Pensez-vous que Donald Trump puisse gagner cette élection ?
Oui, il le peut. Mais je ne pense pas qu’il puisse gagner si nous faisons notre part, si nous travaillons dur. Les gens doivent aller voter, et voter pour les candidats démocrates. Mais il faut aussi leur faire comprendre que leur vote compte. Beaucoup pensent le contraire à cause du collège électoral [le système de vote indirect de la présidentielle aux États-Unis, qui fonctionne par État et avantage les républicains – ndlr]. C’est maintenant, sinon c’est les groupes les plus marginalisés, les plus pauvres qui seront les plus frappés par les politiques d’une nouvelle administration Trump.
Pensez-vous qu’il quittera facilement le pouvoir s’il est battu ?
On verra, mais au vu de ses agissements, je ne pense pas qu’il partira facilement.
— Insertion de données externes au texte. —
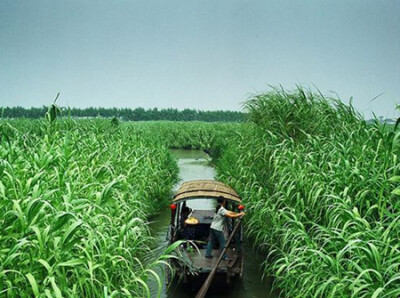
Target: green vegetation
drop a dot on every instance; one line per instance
(74, 199)
(138, 114)
(320, 184)
(320, 187)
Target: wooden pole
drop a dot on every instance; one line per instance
(203, 290)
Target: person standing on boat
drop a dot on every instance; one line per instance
(217, 226)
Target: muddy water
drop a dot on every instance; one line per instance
(193, 165)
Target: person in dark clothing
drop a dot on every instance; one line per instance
(217, 226)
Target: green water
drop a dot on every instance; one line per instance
(194, 165)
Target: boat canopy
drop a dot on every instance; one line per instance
(205, 189)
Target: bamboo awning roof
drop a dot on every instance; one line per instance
(205, 189)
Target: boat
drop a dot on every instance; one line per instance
(192, 211)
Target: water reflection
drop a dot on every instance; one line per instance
(195, 165)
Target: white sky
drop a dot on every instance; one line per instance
(209, 55)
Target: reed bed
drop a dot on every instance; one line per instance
(74, 199)
(321, 188)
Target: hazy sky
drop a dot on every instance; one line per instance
(209, 54)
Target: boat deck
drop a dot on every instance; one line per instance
(204, 264)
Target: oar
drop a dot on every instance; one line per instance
(203, 290)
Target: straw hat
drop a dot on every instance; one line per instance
(191, 221)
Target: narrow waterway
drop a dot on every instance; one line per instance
(194, 165)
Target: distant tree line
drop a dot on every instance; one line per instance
(137, 114)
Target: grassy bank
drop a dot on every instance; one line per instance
(317, 183)
(74, 198)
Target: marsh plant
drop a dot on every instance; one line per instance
(322, 191)
(74, 203)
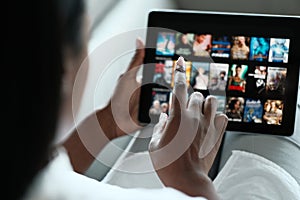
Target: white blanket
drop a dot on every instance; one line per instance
(244, 176)
(249, 176)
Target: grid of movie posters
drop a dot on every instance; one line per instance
(245, 73)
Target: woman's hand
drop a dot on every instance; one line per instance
(120, 116)
(184, 145)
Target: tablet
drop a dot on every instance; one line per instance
(249, 62)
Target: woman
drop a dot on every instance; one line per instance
(52, 171)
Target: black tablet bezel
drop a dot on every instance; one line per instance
(231, 24)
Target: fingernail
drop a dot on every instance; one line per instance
(162, 116)
(138, 43)
(180, 64)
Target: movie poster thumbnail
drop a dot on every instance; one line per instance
(237, 78)
(160, 103)
(165, 44)
(163, 73)
(240, 48)
(184, 44)
(221, 103)
(259, 48)
(234, 108)
(199, 75)
(202, 45)
(253, 111)
(276, 80)
(273, 110)
(218, 77)
(279, 50)
(256, 82)
(221, 46)
(188, 66)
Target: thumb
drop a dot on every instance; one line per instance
(213, 138)
(158, 129)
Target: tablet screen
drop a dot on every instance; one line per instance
(248, 62)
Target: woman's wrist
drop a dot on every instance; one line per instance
(107, 122)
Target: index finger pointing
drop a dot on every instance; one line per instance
(180, 86)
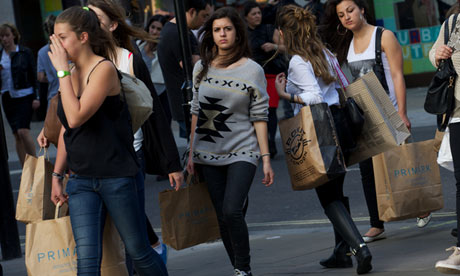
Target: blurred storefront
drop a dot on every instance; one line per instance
(416, 24)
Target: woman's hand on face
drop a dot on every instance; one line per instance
(443, 52)
(268, 47)
(58, 54)
(280, 83)
(269, 175)
(42, 140)
(57, 194)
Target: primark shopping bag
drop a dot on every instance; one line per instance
(383, 128)
(34, 197)
(188, 217)
(50, 249)
(407, 181)
(311, 147)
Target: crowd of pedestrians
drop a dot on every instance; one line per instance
(245, 63)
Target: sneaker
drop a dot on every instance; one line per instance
(242, 273)
(368, 239)
(422, 222)
(450, 265)
(164, 253)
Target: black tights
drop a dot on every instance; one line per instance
(455, 148)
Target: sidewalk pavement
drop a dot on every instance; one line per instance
(295, 248)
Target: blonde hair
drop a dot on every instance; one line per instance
(300, 38)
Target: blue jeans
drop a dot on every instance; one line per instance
(89, 200)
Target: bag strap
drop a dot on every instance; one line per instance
(99, 62)
(446, 28)
(378, 45)
(342, 97)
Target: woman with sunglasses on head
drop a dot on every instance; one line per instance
(96, 144)
(229, 128)
(350, 35)
(311, 80)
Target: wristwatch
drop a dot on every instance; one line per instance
(62, 73)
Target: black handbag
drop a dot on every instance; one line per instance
(440, 95)
(353, 120)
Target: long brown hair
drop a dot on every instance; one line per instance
(124, 32)
(336, 37)
(300, 37)
(13, 30)
(208, 50)
(81, 20)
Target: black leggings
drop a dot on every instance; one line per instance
(229, 187)
(455, 148)
(367, 178)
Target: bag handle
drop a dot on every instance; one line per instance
(342, 96)
(56, 212)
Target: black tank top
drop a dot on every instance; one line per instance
(103, 146)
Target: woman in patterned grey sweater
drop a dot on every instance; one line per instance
(229, 123)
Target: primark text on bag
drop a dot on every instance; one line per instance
(407, 181)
Pas du tout même. Il invoquera des fraudes, mettra en doute la validité de l’élection, il faut se préparer à une série de problèmes autour de l’élection ; ça pourrait durer. Il essaiera de rester à son poste. Nous devons être extrêmement vigilants. Trump attise le feu de ce qu’il nomme une « guerre civile » entre ceux qui ont participé aux marches Black Lives Matter contre les violences policières et les suprémacistes blancs. Il va essayer d’invoquer les désordres pour dire « je dois rester ». Mais non, nous, on veut juste que vous partiez !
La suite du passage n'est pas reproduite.